Learning How to Draw, A Journal by warpy



i have been doing a lot of drawing the past couple of years and about a month ago i decided to actually take the time and go study with a private teacher.
its actually quite nice working in the same room with people who can draw better than you, while having a master teacher at your disposal.

my previous drawing thread: warpy’s sketchbook

i wish i had done this thing many many moons ago, its very cheap and it would have saved me a whole lot of frustrations in the whole process of figuring out things on my own.

i decided to post my progress, i will try to update every once in a while so that newbies like me can actually learn a thing or two on how things are done in the real world… yea the one OUTSIDE of your computer room.

i would like to add that i am writing this on the fly and i am sorry if there are any typos, most of it should be clear to any english speaking newbie :slight_smile:

okay so here we go…


so here i am at the new studio, my first lesson was 4.5 hours…
my teacher’s name is george… so from now on i’ll just call he george, easy right ?

now you must remember that i have started drawing couple of years ago and before i went to the first lesson i was prepared to do the BASICS all over again! i cant stress this enough, if you dont know your basics then nothing is going to work properly for you in the future.

so i have about a month of doing basic drawings and to tell you the truth its pretty fun…

for the first hour and a half he talked to me about many things, tried to see where i am headed with this and if i am serious, a good teacher will want you to sit in his class and just waste your time while giving him money, he will want you to put hours and hours of work into your drawing skills. he will even give you homework.

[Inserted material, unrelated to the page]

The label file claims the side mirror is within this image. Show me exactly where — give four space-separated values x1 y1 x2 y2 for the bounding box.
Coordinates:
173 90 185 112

so he tells me to draw this doggy doll in 10 minutes, i have never done a drawing under 30 minutes and i wasnt comfortable with this, but i still did it… 10 minutes passed and now he tells me to doodle (he called this “gesture” i dont know the proper name for this… but we can call this doodling.
so anyways i am doodling this doggy doll, i did about 10 doodling, each took 1 minute, its all about the contour and not the actual drawing, this is suppose to give your drawing some animation, doodling will make you see the dynamic movement of a still object (people trace it afterwards to get a better shape) but the whole thing is realy about capturing movement.

as you can see, the first picture is the one i did in 10 minutes, and the rest are the doodling that imo are actually better… they do show the movement or the dynamic pose of the doggy doll…

i was pretty happy with how this was and we continued…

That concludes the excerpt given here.